Ruchir Joshi’s tribute to Gabo: A Concert of magics


As I got sucked into the great filigree of García Márquez’s narrative I felt as if I’d been given back a trunk of family treasures that had been stolen from me when I was eight years old, the age when I first began reading English properly: The Telegraph, India

Gabriel García Márquez in Monterrey in 2007Gabriel García MárquezAs I’ve written elsewhere, I was pointed towards One Hundred Years of Solitude when I was in my early twenties and living in New York City. The pleasurable shock of reading that book is still vivid in my bones. Looking back, I realize I was till that point completely a hostage of el Norte, of the Anglo-Americo-European north, and its limited notions of what comprised a good story, what comprised a novel, what comprised the list of narrative forms admissible in a serious work or art.

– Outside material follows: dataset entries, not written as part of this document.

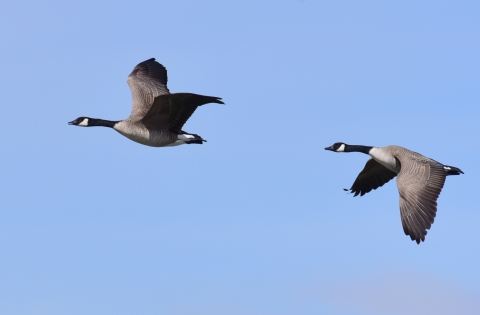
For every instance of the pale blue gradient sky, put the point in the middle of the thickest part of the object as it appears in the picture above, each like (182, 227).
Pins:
(255, 221)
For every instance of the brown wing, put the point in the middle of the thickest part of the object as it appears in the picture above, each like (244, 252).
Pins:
(171, 111)
(419, 184)
(372, 176)
(147, 81)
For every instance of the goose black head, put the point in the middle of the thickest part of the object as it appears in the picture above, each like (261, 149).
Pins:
(80, 121)
(337, 147)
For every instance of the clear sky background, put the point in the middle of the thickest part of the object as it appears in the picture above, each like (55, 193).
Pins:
(254, 221)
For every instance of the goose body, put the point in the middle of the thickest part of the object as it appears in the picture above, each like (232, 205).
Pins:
(420, 180)
(157, 116)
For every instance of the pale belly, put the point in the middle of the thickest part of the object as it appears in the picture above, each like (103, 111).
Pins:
(145, 137)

As I got sucked into the great filigree of García Márquez’s narrative I felt as if I’d been given back a trunk of family treasures that had been stolen from me when I was eight years old, the age when I first began reading English properly. Sweltering in that New York August, suddenly the Ramayan, the Mahabharat, the Panchatantra, and all the crazy folk tales, were all back with me, all of them now open pathways, inviting me out of the deep parochialism that often streaks through places that imagine they are the centre of the universe.

Speaking of Hemingway and Faulkner, GGM writes about how writers read others’ novels only to figure out how they are written: “We aren’t satisfied with the secrets exposed on the surface of the page: we turn the book around to find the seams. In a way that’s impossible to explain, we break the book down to its essential parts and then put it back together after we understand the mysteries of its personal clockwork.”

In those days I wasn’t particularly interested in reverse-engineering GGM’s prose joinery. It was films I wanted to make, fiction and documentary, so the taking apart was what I and others like me did with cinema (which in those pre-VHS days involved going back to a theatre to see a film n number of times), while books were purely for pleasure, for the deepening of insights, for inspiration.